Probably the biggest problem with autopilot reliability is that long-distance sailors frequently buy small, cockpit-mounted autopilots, then expect them to operate flawlessly during a multi-year cruise. When their autopilots need repair, and they will need repair eventually, our customers find themselves in a location where it is difficult or impossible to get the pilot serviced. Since it is common to sail short-handed, and to depend on the autopilot for much of the steering, it can ruin a cruise when the pilot fails.

Therefore, we do not recommend cockpit autopilots for long-distance sailing unless one of the following applies:

• You have a backup autopilot in case the first one fails.
• You have a wind vane and are not dependent solely on the autopilot.
• You love steering by hand for long hours.

A below-decks autopilot will give you a better chance for a successful cruise. They are far more powerful, more reliable, and steer your boat better.

How to Select an Autopilot

When sizing autopilots, manufacturers sometimes engage in a bit of "specsmanship." By recommending dinky autopilots for some humongous vessels, consumers tend to under-buy, and the result is pilots that under-perform. The easiest job for an autopilot is to steer a boat under power in calm seas. The smallest autopilot we offer, like the Navico TP100, could steer a 75' ocean racer under these conditions. But that example is horribly misleading, since you'll want to use your autopilot under more demanding conditions.

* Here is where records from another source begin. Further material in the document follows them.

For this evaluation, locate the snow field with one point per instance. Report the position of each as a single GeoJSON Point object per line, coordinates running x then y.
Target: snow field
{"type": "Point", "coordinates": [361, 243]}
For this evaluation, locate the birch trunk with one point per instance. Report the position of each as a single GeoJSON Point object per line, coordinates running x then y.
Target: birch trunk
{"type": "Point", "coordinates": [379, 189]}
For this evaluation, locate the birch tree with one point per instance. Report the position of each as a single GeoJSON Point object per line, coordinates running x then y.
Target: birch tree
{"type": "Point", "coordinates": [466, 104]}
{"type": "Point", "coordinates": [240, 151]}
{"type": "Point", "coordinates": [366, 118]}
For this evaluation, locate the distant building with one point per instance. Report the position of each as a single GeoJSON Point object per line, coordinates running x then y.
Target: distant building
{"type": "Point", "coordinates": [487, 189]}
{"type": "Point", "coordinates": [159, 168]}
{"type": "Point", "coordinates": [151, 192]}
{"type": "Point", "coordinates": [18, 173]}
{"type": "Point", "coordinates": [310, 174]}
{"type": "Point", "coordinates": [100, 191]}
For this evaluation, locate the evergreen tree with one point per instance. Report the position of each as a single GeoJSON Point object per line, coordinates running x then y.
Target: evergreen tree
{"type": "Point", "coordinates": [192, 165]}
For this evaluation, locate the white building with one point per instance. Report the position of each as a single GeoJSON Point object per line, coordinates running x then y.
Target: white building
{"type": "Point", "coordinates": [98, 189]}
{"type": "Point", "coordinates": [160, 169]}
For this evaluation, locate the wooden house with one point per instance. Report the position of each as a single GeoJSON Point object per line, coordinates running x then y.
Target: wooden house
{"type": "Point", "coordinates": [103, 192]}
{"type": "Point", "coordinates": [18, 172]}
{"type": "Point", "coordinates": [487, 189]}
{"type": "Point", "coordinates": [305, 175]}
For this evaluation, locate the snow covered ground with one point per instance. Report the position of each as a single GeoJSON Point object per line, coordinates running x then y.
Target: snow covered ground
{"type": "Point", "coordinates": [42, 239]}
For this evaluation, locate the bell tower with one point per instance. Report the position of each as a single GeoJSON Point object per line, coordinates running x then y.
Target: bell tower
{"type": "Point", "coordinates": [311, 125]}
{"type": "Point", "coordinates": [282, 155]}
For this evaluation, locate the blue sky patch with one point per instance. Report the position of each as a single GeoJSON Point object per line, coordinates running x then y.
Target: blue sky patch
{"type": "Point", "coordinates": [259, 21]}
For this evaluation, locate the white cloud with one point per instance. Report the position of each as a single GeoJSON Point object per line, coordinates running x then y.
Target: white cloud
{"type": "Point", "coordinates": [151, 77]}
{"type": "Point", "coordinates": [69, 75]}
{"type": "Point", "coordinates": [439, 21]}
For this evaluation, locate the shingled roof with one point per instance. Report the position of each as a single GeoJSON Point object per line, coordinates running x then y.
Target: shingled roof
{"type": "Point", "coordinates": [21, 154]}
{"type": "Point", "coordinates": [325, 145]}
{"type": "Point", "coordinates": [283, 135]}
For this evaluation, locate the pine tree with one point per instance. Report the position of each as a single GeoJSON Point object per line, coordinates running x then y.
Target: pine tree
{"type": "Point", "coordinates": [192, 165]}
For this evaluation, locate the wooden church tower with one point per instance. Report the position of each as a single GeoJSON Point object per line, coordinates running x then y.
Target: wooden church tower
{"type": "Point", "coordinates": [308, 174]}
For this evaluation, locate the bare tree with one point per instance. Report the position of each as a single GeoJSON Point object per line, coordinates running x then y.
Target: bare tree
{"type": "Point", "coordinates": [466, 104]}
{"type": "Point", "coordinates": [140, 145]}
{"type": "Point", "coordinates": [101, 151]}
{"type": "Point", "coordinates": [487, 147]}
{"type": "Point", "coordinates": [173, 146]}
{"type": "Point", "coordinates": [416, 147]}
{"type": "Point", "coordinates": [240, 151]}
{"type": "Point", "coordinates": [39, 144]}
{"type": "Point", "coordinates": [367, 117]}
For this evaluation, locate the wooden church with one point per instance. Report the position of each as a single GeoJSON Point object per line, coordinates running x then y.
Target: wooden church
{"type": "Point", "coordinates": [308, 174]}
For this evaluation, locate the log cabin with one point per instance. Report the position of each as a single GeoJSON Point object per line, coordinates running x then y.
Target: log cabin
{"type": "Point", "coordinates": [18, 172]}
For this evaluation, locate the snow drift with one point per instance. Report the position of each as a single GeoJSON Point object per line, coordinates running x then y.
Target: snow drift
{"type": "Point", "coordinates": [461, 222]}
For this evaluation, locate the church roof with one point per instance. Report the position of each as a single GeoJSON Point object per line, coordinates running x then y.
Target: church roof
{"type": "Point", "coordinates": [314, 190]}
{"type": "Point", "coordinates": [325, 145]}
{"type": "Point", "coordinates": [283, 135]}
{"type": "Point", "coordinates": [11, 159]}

In addition to boat length and displacement, there are three aspects of boat performance to consider when selecting an autopilot. One is the heaviness of the helm. How much force does it take to hold the helm when going upwind in a blow? Remember that a tiller-mounted pilot is trying to steer about 12" away from the axis of the rudder. The second aspect is how fast the helm needs to be adjusted. Downwind, autopilots have to throw the helm over to counteract overtaking seas. A sailboat with a spinnaker up really needs to have fast response, since delay can lead to round-ups, or worse yet, round-downs! Powerboats need responsive pilots downwind as well, since they tend to slew and yaw as they run down seas. Slow pilots get out of synch with the waves, and oversteer as a result. The best way to measure the speed of an autopilot is the number of degrees per second of helm correction, not hardover time, which may include more or less throw for different models. We suspect that a 25' boat may require 15? per second; a 40' boat may require 10? per second; and a 70' boat may require 5? per second. The third factor is how far the helm has to be turned. Some sailboats hardly notice a 10? helm correction, due to their inefficient or undersized rudders, which means that their pilots have to have a long throw.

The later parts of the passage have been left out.